Der Loratech- und AWS-Geschäftsführer Tobias Albrecht war ein alter Bekannter: Zunächst gehörte er zum Zukunftsfonds-Team, später wechselte er ins Management der AWS AG − als Finanzchef. Mitte 2014 ging er schließlich zu Loratech − und übernahm zwei Jahre später die Reste der AWS.

Große Pläne, harte Landung

Im Heilbronner WTZ-Turm belegen Loratech und AWS eine ganze Etage. Auch sonst malte Albrecht die Zukunft damals in rosigen Farben: "Wir sind mit der AWS in der Lage, die erste Abluftreinigungsanlage zu bauen, die im Betrieb Geld verdient." Jetzt musste er doch zum Insolvenzgericht.

Grund für die Pleite ist vor allem die finanzielle Schieflage der Crone Wärmetechnik im niedersächsischen Rhauderfehn, deren Geschäftsführer ebenfalls Tobias Albrecht war. Industrielle Wärmetechnik und Abluftreinigung ist das Metier des Unternehmens, das bereits Ende September einen Insolvenzantrag stellte: Einen Millionenauftrag für Audi in Brüssel hatte Crone in den Sand gesetzt − wenn das Projekt abgeschlossen ist, gehen dort vermutlich die Lichter aus.

Es gibt Interessenten

Ganz zu Ende ist die AWS-Geschichte offenbar dennoch nicht. Insolvenzverwalter Erion Metoja lässt durchblicken, dass es einen Interessenten gibt, der den Geschäftsbetrieb weiterführen wolle. "Ich freue mich, dass die Mitarbeiter wieder eine Perspektive haben", sagt er.

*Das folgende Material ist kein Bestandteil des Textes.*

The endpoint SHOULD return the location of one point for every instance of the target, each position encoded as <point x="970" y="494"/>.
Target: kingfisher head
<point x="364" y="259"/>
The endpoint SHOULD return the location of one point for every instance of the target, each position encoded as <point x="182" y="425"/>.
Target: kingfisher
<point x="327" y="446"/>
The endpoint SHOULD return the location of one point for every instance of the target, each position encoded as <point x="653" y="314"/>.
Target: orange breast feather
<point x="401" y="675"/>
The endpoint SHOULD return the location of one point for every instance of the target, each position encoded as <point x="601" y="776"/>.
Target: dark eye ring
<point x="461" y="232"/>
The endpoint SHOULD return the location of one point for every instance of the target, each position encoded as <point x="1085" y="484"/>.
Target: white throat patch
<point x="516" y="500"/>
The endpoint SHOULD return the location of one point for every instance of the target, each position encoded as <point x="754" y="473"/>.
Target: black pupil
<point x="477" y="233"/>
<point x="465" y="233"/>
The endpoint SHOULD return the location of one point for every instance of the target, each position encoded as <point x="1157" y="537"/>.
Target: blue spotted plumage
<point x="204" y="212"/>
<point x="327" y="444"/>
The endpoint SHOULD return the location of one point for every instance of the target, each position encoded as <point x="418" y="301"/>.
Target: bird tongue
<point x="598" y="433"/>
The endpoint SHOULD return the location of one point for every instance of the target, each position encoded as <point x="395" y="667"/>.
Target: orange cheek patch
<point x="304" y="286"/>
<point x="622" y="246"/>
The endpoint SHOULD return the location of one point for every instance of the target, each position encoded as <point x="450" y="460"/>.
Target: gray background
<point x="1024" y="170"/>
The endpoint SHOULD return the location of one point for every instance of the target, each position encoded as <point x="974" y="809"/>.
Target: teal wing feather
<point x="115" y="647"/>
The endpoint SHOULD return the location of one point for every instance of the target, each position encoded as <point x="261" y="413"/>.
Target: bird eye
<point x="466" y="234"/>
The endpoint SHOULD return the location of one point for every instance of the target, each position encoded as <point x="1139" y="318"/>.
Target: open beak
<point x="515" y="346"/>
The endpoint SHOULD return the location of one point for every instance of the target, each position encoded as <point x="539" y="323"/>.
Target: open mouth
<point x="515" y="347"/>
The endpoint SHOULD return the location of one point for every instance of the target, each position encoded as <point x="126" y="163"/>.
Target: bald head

Der Unternehmer, der die AWS einst gründete, die Firma aber noch während der ZFHN-Zeit verlassen musste, ist inzwischen in einem ähnlichen Unternehmen im Bereich der Wasserreinigung tätig. Auch ohne Zugriff auf die Patente kann er Erfolge vorweisen. Das könnte erklären, warum Tobias Albrecht noch nicht aufgibt: Der AWS-Kaufinteressent heißt nämlich Loratech. "Die ersten Aufträge für unsere Anlagen kommen gerade rein", sagt der Geschäftsführer.